Apropos Weihnachtszeit: da ist Versmold auch noch um eine weitere Attraktion reicher geworden …
Genau. Als im ersten Winter nach der Umgestaltung der Brunnen vor dem Rathaus so etwas trostlos ohne Wasser war, kam mir aufgrund seiner kreisrunden Form eine Idee, die wir dann auch in die Tat umsetzen konnten: Wer in der Adventszeit nach Versmold kommt, kann hier den größten Adventskranz in Ostwestfalen bewundern. So entsteht nicht nur eine besondere Stimmung, sondern der Kranz ist auch schon zum beliebten Selfie-Motiv von kleinen und großen Besuchern geworden.
Die Umgestaltung der Straßen und Plätze ist also erfolgreich abgeschlossen. Aber steht noch ein weiterer Abschnitt an?
Im kommenden Jahr wollen wir noch den „Friedenspark“ hinter dem Rathaus als zentralen Grünbereich aufwerten.
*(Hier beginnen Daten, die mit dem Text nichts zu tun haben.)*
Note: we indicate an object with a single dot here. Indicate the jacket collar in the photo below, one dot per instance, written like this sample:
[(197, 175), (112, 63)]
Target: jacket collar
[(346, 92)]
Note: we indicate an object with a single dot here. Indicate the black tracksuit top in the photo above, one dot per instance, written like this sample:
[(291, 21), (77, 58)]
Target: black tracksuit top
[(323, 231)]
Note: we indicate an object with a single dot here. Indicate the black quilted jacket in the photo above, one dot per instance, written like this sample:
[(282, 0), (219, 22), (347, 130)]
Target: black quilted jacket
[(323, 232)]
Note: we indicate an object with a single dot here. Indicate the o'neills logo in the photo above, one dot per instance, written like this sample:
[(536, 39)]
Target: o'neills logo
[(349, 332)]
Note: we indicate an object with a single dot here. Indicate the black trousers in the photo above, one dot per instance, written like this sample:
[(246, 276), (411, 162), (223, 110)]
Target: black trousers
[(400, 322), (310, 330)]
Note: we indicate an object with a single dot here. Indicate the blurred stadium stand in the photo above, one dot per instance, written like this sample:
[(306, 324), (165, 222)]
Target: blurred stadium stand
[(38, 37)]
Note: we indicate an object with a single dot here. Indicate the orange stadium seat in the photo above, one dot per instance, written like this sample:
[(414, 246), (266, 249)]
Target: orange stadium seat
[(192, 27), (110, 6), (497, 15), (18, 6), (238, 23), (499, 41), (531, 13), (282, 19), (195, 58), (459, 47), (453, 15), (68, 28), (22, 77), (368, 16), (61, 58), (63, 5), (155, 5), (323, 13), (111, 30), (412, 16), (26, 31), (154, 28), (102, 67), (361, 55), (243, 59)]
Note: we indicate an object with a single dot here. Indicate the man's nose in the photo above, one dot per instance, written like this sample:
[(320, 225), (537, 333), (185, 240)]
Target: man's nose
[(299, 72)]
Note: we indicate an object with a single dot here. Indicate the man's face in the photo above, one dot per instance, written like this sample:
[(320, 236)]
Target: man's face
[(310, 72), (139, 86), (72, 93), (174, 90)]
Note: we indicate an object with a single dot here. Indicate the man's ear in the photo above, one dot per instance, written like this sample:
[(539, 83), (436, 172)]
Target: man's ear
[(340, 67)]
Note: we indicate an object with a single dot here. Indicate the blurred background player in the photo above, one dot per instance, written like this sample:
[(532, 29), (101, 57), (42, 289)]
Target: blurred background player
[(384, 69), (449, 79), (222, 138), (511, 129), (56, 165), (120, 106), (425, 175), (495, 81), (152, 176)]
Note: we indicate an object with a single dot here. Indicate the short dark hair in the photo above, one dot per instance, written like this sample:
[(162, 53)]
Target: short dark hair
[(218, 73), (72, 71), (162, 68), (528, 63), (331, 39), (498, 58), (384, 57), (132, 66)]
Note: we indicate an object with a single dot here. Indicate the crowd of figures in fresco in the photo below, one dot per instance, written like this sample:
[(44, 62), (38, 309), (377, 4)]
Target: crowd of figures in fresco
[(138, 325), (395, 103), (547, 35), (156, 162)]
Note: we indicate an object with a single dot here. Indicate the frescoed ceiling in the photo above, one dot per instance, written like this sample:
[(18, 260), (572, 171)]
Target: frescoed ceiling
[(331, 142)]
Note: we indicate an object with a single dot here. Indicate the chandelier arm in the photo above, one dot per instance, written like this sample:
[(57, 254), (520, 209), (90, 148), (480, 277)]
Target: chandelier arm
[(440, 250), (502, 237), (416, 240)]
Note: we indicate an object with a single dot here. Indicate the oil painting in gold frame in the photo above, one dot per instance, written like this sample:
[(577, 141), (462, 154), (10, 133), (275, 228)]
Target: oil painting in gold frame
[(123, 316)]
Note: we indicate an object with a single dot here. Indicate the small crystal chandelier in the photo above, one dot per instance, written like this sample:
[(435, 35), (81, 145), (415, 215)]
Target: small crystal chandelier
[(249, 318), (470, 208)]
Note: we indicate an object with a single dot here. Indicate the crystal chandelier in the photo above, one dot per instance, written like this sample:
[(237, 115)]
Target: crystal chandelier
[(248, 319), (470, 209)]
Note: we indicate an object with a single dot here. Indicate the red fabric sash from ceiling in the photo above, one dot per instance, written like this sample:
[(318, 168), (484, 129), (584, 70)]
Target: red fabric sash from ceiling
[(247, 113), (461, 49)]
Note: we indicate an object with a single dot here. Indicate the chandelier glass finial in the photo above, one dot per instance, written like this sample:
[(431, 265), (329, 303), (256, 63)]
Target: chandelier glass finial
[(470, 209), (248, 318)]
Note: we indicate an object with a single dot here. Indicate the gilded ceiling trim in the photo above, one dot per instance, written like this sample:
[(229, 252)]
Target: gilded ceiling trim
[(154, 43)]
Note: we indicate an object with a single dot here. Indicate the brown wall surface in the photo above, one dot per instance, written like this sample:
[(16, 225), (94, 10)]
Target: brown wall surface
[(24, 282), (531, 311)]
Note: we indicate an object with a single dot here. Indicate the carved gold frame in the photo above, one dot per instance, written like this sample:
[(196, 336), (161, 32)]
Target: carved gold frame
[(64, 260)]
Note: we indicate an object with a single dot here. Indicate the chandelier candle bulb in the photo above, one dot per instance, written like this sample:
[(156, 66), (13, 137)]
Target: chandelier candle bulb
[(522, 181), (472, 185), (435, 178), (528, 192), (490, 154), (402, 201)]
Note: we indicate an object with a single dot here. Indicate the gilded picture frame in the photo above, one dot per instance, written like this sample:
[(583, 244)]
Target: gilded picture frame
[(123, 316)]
Neben der leichten Umgestaltung dieses Parks, dem früheren Garten der Unternehmerfamilie Delius und danach ein Ort des Gedenkens an die Opfer von Krieg und Gewaltherrschaft, soll vor allem eine Wegeverbindung entlang des Aabachs entstehen, die auch einen barrierefreien Umbau der Brücke und des Zugangs zum Schulzentrum mit unserer „Kulturbühne“ umfasst. So wollen wir dieses grüne Kleinod in unserem Stadtzentrum aus seinem Schattendasein herausholen. Dies soll mithilfe einer Förderung durch Bund und Land aus dem Städtebauförder-Programm gelingen.
Herr Meyer-Hermann, ich wünsche Ihnen für die weiteren Maßnahmen zur Steigerung der Attraktivität Ihrer Stadt viel Erfolg und danke herzlich für das Gespräch!